Business & Economy

GM buys Pasadena firm in bid to speed autonomous car research

The General Motors logo is shown on the podium at the company's annual meeting of shareholders  June 6, 2017 in Detroit, Michigan. It recently bought a Pasadena firm for its autonomous car research.
The General Motors logo is shown on the podium at the company's annual meeting of shareholders June 6, 2017 in Detroit, Michigan.
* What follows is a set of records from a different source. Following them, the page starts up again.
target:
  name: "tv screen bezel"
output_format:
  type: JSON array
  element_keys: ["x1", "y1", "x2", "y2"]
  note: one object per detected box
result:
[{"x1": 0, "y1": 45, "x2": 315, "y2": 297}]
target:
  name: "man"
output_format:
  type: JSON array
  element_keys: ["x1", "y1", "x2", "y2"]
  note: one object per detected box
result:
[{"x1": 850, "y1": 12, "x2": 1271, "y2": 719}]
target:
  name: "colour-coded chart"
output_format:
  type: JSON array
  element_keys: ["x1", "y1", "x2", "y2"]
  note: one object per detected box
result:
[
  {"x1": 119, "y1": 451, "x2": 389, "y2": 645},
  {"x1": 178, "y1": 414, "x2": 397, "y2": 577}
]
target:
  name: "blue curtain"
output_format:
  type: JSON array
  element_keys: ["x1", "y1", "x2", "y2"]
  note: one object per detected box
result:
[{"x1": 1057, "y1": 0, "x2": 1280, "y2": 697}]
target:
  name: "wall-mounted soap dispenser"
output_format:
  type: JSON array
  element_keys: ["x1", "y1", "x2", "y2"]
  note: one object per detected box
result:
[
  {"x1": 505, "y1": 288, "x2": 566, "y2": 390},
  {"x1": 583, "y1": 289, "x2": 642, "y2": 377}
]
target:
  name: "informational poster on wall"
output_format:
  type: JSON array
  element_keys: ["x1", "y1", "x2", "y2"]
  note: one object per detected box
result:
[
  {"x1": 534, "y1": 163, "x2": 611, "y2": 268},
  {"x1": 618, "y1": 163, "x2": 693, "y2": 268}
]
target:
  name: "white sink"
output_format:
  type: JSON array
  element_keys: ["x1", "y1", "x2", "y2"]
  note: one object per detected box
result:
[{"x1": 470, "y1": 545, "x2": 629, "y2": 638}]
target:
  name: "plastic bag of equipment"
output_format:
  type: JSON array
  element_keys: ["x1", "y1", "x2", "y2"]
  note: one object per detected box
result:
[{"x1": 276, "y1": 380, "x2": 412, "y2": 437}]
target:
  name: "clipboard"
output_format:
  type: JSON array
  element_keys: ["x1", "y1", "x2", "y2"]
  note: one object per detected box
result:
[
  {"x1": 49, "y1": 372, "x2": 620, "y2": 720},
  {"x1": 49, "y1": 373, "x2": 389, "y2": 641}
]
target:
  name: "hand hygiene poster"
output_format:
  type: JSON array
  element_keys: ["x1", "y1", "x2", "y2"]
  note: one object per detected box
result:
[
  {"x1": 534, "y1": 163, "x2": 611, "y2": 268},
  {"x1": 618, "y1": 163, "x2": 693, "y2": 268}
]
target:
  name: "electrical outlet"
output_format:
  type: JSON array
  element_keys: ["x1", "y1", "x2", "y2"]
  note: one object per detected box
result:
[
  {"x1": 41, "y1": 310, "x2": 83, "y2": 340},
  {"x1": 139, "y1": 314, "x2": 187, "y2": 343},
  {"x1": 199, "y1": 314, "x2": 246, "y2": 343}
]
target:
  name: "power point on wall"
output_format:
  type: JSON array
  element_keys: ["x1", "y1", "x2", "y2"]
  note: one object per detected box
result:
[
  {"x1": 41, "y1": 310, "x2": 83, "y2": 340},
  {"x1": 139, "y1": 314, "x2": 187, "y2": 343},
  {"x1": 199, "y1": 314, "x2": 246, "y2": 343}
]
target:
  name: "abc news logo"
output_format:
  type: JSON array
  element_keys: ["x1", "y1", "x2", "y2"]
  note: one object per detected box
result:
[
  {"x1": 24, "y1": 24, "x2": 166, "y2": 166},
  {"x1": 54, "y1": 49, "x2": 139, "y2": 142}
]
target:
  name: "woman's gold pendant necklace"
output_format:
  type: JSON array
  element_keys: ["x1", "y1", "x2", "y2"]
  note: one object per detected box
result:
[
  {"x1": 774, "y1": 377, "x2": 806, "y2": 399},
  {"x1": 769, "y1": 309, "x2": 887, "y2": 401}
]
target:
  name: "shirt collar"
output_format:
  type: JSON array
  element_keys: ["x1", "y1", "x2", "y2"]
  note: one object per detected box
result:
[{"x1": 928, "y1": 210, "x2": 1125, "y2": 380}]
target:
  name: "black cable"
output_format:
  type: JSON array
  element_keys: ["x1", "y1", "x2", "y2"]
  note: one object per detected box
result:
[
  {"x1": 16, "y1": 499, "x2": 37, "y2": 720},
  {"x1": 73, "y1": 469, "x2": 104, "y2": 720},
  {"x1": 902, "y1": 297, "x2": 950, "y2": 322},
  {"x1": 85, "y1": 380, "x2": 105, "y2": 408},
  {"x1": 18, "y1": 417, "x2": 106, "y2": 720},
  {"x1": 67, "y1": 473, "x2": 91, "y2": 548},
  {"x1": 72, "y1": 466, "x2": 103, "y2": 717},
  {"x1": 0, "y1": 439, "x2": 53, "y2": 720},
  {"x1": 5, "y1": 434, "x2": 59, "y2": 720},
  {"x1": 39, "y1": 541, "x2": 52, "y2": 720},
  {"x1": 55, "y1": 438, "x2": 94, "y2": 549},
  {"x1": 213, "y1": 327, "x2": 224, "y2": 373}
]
It recently bought a Pasadena firm for its autonomous car research.
Bill Pugliano/Getty Images

General Motors is buying a small company that is developing laser light sensors for autonomous cars, a move the automaker says will speed deployment of self-driving technology.

GM says it bought Strobe Inc., of Pasadena, California, for a small but undisclosed sum.

Strobe will work with GM's Cruise Automation team in San Francisco to develop the next generation of laser sensors called Lidar.

Cruise Automation is testing autonomous electric Chevrolet Bolt cars on the streets of San Francisco with human backup drivers. The company says Strobe technology will reduce the cost of the vehicles while speeding up large-scale deployment. But GM didn't say when the technology would ready to carry passengers.

Lidar sensors supplement radar and cameras and are needed for autonomous cars to function in conditions with poor visibility.